Interupsi singkat dan regular dari resistensi selama gerakan
pasif, dikarenakan oleh tremor yang subklinis, akan
menampakkan gejala rigiditas “cogwheel”.10 Fenomena ini
paling sering ditemukan pada fleksi dan ekstensi berulang
pergelangan tangan.4
Akinesia
Gerakan bertambah lambat (bradikinesia) dan
terutama akan mengalami kesulitan pada gerakan motorik
kompleks, seperti berpakaian, mencukur, menulis (tulisan
menjadi kecil-kecil, micrografia). Kurangnya gerakan spontan
dapat bermanifestasi kurangnya ekspresi wajah (wajah
seperti topeng), kesulitan mengubah posisi misalnya berganti
posisi di tempat tidur, percakapan sedikit dan mononton, dan
pola berdiri dan berjalan yang abnormal, yang sebagian
disebabkan akinesia dan sebagian lagi karena hilangnya
kontrol postural normal.4
Postur
Postur pasien akan menjadi fleksi, atau membungkuk,
kadang dideskripsikan sebagai postur simian, yaitu seperti
kera. Pasien juga tidak mampu mempertahankan posisi
berdiri normal bila diberi tekanan dari depan (akan jatuh ke
7
belakang retropulsi), maupun dari belakang (jatuh ke depan
propulsi). Pasien akan kesulitan memulai berjalan,
sehingga pasien seperti membeku, begitu pula saat gerakan
berbelok. Pasien akan menggunakan gerakan trik untuk
mengatasi ini dengan sengaja melangkah melebihi tongkat
saat hendak mengubah posisi atau melalui pintu. Langkah
menjadi kecil-kecil dan terseret, dan pola berjalan
dideskripsikan sebagai pola festinant yaitu pola dimana
pasien tampak seperti terburu-buru untuk menjaga titik pusat
gravitasi tubuhnya. Tidak ada ayunan lengan saat berjalan.

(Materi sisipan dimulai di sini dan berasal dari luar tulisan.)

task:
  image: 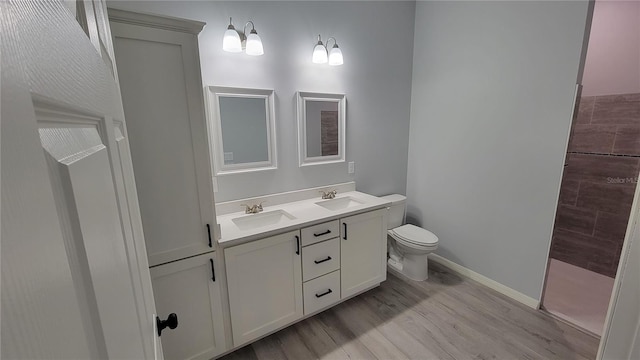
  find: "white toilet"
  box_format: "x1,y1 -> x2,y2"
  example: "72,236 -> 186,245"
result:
382,194 -> 438,281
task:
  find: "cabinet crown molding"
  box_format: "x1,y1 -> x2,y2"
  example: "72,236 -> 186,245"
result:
107,7 -> 206,35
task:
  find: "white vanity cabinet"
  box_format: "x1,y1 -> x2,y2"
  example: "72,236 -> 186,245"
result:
109,9 -> 216,266
150,252 -> 227,360
224,230 -> 303,347
340,209 -> 387,299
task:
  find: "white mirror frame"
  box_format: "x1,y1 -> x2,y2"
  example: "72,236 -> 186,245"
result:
205,86 -> 278,176
298,91 -> 347,167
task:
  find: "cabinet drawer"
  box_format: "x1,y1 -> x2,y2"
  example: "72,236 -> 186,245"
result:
302,238 -> 340,281
302,220 -> 340,246
302,270 -> 340,315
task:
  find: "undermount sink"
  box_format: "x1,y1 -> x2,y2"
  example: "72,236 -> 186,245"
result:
232,210 -> 296,230
315,196 -> 364,211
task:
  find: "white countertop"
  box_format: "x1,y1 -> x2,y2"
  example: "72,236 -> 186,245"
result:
217,191 -> 391,248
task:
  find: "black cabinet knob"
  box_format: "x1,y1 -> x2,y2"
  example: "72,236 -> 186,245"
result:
156,313 -> 178,336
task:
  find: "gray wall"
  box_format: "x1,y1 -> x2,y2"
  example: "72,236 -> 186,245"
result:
582,0 -> 640,96
407,1 -> 588,299
109,1 -> 415,201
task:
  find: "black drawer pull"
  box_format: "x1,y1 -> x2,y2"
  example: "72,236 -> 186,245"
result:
313,230 -> 331,237
316,289 -> 333,298
313,256 -> 331,264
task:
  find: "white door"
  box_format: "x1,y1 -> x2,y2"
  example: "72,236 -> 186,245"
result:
0,1 -> 162,359
109,9 -> 216,268
224,231 -> 303,346
340,209 -> 387,298
151,253 -> 226,360
598,186 -> 640,360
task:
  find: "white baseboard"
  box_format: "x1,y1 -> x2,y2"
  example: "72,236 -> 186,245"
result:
429,254 -> 540,310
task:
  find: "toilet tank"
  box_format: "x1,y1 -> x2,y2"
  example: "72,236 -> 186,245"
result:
381,194 -> 407,229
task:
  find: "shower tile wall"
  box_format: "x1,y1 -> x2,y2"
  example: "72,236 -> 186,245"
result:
551,94 -> 640,277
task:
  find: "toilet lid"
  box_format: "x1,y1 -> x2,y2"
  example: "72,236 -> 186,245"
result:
391,224 -> 438,245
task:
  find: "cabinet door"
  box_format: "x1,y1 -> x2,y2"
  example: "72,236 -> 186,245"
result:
224,231 -> 303,346
340,209 -> 387,298
111,18 -> 215,266
151,253 -> 227,360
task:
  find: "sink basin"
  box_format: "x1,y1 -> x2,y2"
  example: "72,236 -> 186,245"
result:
231,210 -> 296,230
316,196 -> 364,211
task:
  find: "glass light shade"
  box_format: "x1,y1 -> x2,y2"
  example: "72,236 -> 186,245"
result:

Instabilitas postural berat pada tahap lanjut menyebabkan
peningkatan resiko jatuh.4
B. Nonmotor symptom
Gejala sensorik
Gejala sensorik sering memanifestasikan sebagai
sensasi menyakitkan dari kegelisahan batin, dianggap
sebagai bentuk akatisia. Nyeri dan ketidaknyamanan pada
ekstremitas dapat merupakan gejala yang menonjol atau
berkembang ketika obat antiparkinson “wearing off”.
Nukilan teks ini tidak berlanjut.